An Outline History of the Post Office Censorship, including 12 brief case histories and 20 conflicting types of court decisions. This was published by the National Council on Freedom from Censorship, 100 Fifth Ave., in 1932 (and from what I can determine it seems as though the Council was organized/supported by the American Civil Liberties Union. 11x8.5", 29 leaves. Offset printing from typed originals, and staple bound. Original wrappers. Provenance: the property of Henry Louis Mencken, and then the Library of Congress; Mencken gave the pamphlet to the LC on 21 Sept 1932, so stated in pencil on the back of the cover.

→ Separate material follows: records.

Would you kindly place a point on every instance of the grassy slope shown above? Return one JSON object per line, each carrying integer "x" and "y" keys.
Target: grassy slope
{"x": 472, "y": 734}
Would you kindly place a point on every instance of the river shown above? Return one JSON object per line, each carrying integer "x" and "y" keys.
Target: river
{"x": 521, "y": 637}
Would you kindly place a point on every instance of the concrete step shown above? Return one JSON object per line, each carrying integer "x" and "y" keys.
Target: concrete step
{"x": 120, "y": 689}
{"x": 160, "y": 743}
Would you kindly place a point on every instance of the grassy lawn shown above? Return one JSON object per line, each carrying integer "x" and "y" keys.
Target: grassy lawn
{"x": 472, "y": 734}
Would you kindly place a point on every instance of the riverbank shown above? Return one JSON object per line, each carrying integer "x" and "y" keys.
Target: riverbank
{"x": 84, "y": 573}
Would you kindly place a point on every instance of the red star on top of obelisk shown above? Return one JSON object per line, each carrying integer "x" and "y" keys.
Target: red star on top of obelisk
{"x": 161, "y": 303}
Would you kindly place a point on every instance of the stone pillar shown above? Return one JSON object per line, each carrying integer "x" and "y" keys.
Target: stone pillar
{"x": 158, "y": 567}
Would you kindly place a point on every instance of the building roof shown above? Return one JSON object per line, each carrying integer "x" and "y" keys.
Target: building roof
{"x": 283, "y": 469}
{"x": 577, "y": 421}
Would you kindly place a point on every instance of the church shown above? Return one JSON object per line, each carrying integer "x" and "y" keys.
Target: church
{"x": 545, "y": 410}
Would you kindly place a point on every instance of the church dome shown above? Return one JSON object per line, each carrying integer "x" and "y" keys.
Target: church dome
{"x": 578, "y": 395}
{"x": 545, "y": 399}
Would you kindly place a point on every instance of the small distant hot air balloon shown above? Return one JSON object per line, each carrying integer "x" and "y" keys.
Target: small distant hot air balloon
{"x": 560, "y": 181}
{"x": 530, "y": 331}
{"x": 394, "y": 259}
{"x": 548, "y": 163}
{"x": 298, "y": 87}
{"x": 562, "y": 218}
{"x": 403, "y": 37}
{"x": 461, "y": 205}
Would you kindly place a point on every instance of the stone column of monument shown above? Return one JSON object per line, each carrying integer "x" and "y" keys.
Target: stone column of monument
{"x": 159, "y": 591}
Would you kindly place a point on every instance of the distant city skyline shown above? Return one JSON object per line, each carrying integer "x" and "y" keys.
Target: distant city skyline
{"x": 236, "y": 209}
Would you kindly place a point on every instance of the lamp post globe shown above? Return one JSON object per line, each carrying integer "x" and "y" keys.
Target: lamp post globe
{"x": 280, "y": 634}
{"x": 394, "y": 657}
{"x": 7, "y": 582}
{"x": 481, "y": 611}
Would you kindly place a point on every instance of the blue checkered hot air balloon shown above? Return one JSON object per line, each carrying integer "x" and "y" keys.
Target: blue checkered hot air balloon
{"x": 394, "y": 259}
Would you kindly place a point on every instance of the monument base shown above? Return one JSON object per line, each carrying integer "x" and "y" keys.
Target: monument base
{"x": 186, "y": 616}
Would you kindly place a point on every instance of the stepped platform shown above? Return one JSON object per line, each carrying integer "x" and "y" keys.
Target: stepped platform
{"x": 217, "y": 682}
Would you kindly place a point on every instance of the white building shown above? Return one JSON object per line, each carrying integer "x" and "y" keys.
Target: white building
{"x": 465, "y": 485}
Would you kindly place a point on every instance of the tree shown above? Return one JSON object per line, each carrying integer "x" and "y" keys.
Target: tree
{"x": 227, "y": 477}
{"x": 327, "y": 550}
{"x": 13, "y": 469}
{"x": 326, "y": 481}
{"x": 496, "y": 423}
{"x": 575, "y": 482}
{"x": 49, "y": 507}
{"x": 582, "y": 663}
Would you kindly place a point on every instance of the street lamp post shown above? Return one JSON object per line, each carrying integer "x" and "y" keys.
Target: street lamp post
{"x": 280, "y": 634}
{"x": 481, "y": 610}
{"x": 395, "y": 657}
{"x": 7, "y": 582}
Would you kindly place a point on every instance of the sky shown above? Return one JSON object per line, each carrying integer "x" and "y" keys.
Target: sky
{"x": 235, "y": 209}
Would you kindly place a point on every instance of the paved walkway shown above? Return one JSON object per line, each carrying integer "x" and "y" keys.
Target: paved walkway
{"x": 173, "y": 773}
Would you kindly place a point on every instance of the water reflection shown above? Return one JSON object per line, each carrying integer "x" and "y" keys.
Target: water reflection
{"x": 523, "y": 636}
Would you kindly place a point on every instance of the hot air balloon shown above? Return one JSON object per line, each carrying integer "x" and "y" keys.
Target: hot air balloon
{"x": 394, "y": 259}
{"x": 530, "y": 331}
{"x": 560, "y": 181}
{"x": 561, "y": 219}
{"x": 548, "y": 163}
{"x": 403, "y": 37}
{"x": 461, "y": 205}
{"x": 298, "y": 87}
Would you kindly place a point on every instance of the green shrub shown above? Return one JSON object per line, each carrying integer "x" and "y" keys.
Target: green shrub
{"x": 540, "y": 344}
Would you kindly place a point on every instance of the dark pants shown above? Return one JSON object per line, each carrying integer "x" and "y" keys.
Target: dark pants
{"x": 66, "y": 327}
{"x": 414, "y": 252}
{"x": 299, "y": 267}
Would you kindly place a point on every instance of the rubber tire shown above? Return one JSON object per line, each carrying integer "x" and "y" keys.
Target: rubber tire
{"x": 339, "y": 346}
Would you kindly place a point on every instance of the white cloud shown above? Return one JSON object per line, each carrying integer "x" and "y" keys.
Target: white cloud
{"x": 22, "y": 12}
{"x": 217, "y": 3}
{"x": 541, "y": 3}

This is one of about 100 such items that came to me from the purchase of a group called "the Pamphlet Collections". Condition: nice copy, with the LC surplus/duplicate stamp on the rear page, and a small (6mm) perforated "LC" at the bottom of the front page. There is an old horizontal fold in this--as is the case with nearly every one of the Mencken items (resulting I guess from him folding the things and shoving them in his pocket?) Good condition. Scarce. Nice association. $300
- It looked at first that there were dozens of copies of this work located in WorldCat/OCLC, but it turns out that of the five formats all of them are microform, and so far as I can see there are no paper holdings of the work. Obviously, there must be at least one somewhere as the microform was generated from something...and perhaps not, the original copy succumbing to the copying process. The pamphlet itself is obviously opposed to many of the decisions rendered by the PO and by the various courts and attempts to show the at-odds results of a number of different trials. The NCFFC and/or ACLU makes a good case for the lackluster decisions on the case of censorship and its ultimate attack on the right to free speech.
- Also there seems to be a pair of manuscript corrections of two misspelled words--ironically, being "purefy" and "purefying".